The following excerpt on free will is from Chapter 44 of the 5th century author Yeznik of Kolb’s Against the Sects:

But since man has free will, he serves whom he wishes. Not violated by force of nature, nor diminished by a power which was granted to him for the sake of benefactions, rather he wins reward only from obedience, and incurs injury from disobedience. And we say this of man, not that he came into existence for wickedness, but for benefactions. Because if he had come into existence among the other beings who serve God by necessity, then he would have been unworthy to receive any reward for freedom; but if like an instrument of the Creator, whom sometimes He wields for evil and sometimes for good, then neither blame nor praise would be due him. Rather, that One who had so wielded him would be the cause. Thereafter, man would know no good, because he would have been unskilled at anything other than that for which he had been made suitable. 

But God so willed to honor man, that he would become adept at good deeds. He gave him free will, by which he would be able to do whatever he willed, and admonished him to turn his free will toward the good. 

He is like a father who, when he would admonish his son—a son capable of learning some skill—urges him not to be lazy in study but to progress toward the good [cf. Hebrews 5:8]. Because he knows that he is able to progress, he requires of him the study to which he has been assigned. Likewise, we must think of God in this way: that He disposes man to submit to His commandments, but He does not take free will away from him, by which means [man] can acquiesce or not to the commands. Rather, He admonishes and disposes man to desire good qualities, through which he will merit greater rewards, if he obeys God. But he will also have the sovereignty not to obey.

The Armenian scholar Mkhitar Gosh draws partly on the same idea in the opening chapter of his 12th century Law Code, and links it to the Golden Rule:

For although the Law and the Gospel remind us of the forgotten natural laws, they do not suppress autonomy by saying, as in the old times: “love your neighbor as yourself,” because it is natural to recognize love of self.

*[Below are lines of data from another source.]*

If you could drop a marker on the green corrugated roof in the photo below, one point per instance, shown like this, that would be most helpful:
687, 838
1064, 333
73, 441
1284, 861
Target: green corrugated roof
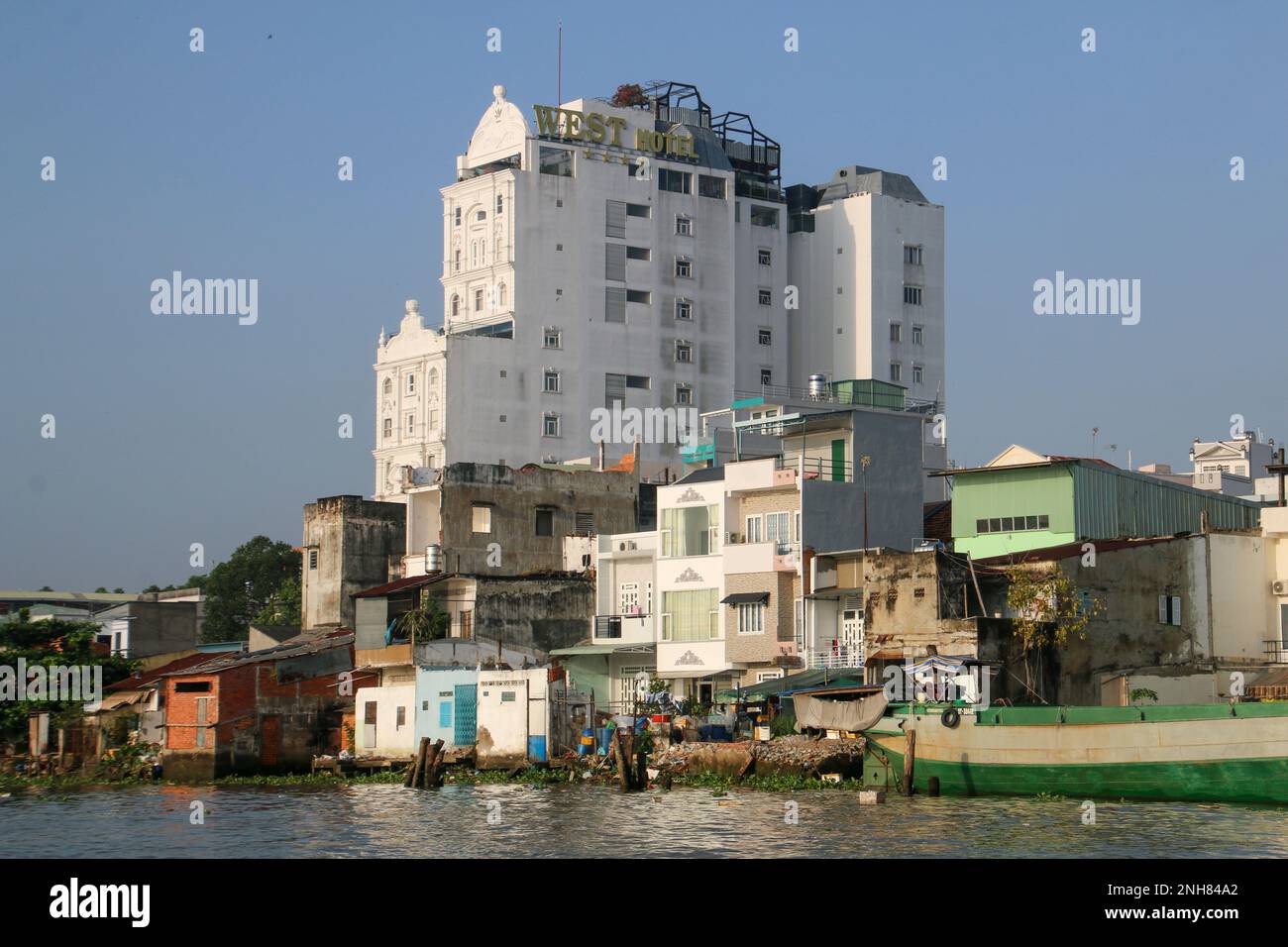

As I see it, Mkhitar is making a distinction between two forms of the Golden Rule: i) an “old” form, where the application of the Golden Rule justifies suppressing the autonomy of the recipient, and ii) a “new” form where it doesn’t. The old form is traced to Leviticus 19:18 (“Love your neighbor as yourself”), whereas the new form can be traced to Matthew 7:12 (“Do to others what you would have them do to you”). Therefore, the Golden Rule does not originate in the New Testament, contrary to popular belief, but Mkhitar suggests that this version of the Golden Rule takes on a new spirit.